Yet Elba’s Sam Nelson is clearly late for his flight. As he makes it through his boarding gate just in time, he comes to the aid of a passenger running even later than him. “Miss, how bad can it be?” he says, flashing his movie star smile at a flight attendant. She lifts the barrier. The man makes it through. Elba chalks up another win. In the background, Sam Cooke’s ‘Trouble Blues’ predicts rough skies ahead.

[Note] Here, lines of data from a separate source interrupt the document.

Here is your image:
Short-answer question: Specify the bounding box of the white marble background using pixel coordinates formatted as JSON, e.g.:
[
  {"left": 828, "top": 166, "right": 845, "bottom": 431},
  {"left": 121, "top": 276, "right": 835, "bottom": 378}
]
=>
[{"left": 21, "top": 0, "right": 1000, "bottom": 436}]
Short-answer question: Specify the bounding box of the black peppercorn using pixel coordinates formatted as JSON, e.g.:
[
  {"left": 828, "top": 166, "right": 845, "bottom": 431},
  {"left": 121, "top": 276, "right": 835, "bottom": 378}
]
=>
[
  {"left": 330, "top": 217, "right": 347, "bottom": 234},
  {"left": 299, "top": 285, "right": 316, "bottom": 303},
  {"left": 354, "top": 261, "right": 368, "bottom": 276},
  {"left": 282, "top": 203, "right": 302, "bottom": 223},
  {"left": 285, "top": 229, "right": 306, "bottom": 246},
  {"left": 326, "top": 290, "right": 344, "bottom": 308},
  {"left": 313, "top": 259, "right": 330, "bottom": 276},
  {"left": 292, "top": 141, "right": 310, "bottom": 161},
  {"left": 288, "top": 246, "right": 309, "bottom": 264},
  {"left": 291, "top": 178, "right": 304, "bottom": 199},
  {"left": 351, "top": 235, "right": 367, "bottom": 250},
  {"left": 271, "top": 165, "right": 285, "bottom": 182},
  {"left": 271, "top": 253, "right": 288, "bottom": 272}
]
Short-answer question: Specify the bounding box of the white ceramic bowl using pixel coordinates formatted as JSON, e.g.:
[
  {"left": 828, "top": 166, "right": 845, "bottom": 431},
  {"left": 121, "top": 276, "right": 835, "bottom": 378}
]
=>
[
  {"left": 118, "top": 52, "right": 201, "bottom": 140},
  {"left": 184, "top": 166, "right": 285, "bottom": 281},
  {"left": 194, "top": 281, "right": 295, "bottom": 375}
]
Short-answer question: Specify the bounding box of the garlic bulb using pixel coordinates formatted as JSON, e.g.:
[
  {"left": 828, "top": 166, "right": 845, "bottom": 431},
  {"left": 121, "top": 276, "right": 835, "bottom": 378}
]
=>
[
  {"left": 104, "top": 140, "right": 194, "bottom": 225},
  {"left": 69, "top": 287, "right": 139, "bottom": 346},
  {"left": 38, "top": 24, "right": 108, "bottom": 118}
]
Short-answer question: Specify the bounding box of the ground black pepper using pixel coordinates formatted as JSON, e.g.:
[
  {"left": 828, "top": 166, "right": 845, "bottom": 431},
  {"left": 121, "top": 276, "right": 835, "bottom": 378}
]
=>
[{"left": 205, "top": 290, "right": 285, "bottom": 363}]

This chill doesn’t last. How could it? Hijack, Apple TV+’s intense new action series, is called Hijack for a very good reason. Pretty soon, five gun-toting gangsters have taken control of Nelson’s six-hour flight to London and are terrorising the plane’s 200 passengers. By the end of the first episode, the pilot is no longer in control of his plane, the co-pilot’s had her nose smashed in, the Wi-Fi’s been turned off, and a border agent appears to be in very big trouble back home.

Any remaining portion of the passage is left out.